We thank the referee for their careful reading and constructive feedback. We respond to each major comment below and indicate where revisions will be made.

read point-by-point responses
  1. Referee: [Abstract] Abstract: the claim that GRPO over shuffled frame sequences 'forces the model to recover temporal ordering from visual semantics rather than trivial time cues' is load-bearing for the transferability of the correlation reward, yet no mechanism is described that would provably eliminate consistent low-level signals (e.g., frame compression patterns, lighting gradients, or motion blur statistics) that survive shuffling. If such cues remain, high GRPO scores can be achieved without learning transferable ordinal semantics.
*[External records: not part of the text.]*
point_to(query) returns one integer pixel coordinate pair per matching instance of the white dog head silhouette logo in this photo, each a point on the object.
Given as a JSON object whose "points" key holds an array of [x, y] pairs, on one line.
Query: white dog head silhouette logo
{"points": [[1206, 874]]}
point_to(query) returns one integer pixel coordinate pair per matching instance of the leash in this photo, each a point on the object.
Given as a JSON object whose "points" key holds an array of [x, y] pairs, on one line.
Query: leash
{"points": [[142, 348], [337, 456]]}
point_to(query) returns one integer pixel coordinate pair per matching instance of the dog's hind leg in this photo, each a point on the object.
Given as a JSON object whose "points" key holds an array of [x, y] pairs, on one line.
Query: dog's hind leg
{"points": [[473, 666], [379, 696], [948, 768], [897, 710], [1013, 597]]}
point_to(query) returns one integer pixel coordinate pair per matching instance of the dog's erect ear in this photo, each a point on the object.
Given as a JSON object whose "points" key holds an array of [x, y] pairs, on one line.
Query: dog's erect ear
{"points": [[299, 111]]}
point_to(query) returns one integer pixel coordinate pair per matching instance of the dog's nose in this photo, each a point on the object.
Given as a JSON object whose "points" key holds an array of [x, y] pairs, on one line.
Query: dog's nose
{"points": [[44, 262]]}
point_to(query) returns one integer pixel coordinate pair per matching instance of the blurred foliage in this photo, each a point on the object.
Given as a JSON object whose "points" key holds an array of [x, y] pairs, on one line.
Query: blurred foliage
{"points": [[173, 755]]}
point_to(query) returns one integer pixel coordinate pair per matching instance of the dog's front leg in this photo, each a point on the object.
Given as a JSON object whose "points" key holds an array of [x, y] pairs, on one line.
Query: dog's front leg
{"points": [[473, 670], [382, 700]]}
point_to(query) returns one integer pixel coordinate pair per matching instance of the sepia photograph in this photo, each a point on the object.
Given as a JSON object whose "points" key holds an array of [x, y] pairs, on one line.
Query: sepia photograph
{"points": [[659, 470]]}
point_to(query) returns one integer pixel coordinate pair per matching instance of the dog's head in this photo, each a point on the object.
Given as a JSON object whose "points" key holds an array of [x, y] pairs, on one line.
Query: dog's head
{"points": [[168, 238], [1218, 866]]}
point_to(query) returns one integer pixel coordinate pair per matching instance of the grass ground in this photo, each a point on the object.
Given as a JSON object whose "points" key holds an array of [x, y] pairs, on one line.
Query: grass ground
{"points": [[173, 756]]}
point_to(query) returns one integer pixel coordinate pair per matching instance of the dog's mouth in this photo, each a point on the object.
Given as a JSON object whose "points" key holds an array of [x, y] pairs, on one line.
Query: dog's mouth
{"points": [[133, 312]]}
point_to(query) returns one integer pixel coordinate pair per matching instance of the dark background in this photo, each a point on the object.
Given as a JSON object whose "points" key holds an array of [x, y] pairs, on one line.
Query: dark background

    Authors: We acknowledge the validity of this observation. The abstract phrasing asserts a stronger guarantee than the GRPO objective and shuffling procedure can formally deliver, as low-level persistent cues are not provably ruled out. We will revise the abstract to use more cautious language (e.g., 'encourages the model to recover temporal ordering primarily from visual semantics') and will add a short paragraph in the discussion or limitations section noting this possibility while pointing to the observed cross-task transfer as empirical evidence of practical utility. No additional experiments are feasible within the revision timeline. revision: partial

  2. Referee: [Abstract] Abstract: the assertion of 'consistent outperformance' on the listed benchmarks supplies no quantitative results, error bars, ablation details, or verification of the central claim, rendering the empirical support unassessable from the provided text.

    Authors: The abstract is intentionally concise; all quantitative results (means, standard deviations across seeds, and ablations) appear in the experimental section, tables, and figures of the full manuscript. To improve standalone readability we will revise the abstract to include one or two key quantitative highlights (e.g., average improvement margins) subject to length limits. revision: yes

Circularity Check

0 steps flagged

No significant circularity; derivation uses external ground-truth indices and offline GRPO training on separate expert videos

full rationale

The paper trains a VLM progress scorer offline via GRPO on shuffled expert video frames, then defines the RL reward as Spearman correlation between the scorer's output ranks and the true temporal indices of the agent's current interaction window. The true indices are external to the model and supplied by the environment interaction log; the scorer parameters are fitted on a disjoint set of demonstration sequences. No equation reduces a claimed prediction to its own fitted values by construction, no self-citation chain is invoked to justify uniqueness or an ansatz, and the correlation reward is not a renaming of the training objective. The central claim therefore rests on the empirical transfer properties of the learned scorer rather than on definitional equivalence.

Axiom & Free-Parameter Ledger

0 free parameters · 1 axioms · 0 invented entities

Abstract-only review yields no explicit free parameters, invented entities, or additional axioms beyond the core domain assumption stated in the text.

axioms (1)
  • domain assumption The VLM can be trained to recover temporal order from visual semantics using GRPO on shuffled sequences
    Described as the key mechanism that 'forces the model to recover temporal ordering from visual semantics rather than trivial time cues'.